Zunächst war auch Hamburg ein Reiseziel, doch sind die historischen U-Bahnwagen in Hamburg seit April 2019 nicht einsatzbereit, so dass Hamburg als straßenbahnlose Stadt entfallen musste. In Bremen wird die Straßenbahn seit rund 25 Jahren wieder erweitert
und dabei auch das Umland (Lilienthal) erreicht bzw. auf bestehende Eisenbahnstrecken nach Mittelshuchting und Leeste (im Bau bzw. Planung) erweitert.

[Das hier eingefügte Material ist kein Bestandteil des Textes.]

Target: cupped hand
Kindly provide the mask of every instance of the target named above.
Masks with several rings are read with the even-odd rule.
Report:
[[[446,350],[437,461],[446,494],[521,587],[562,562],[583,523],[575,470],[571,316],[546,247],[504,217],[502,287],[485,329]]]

Seit 1989 kümmert sich der Verein Freunde der Bremer Straßenbahn e.V. (FdBS) um die Erhaltung der historischen Straßenbahnen. Was 1990 mit zwei Zügen der Hansa-Großraumwagen begann, umfasst heute einen repräsentativen Querschnitt durch die Bremer Straßenbahngeschichte.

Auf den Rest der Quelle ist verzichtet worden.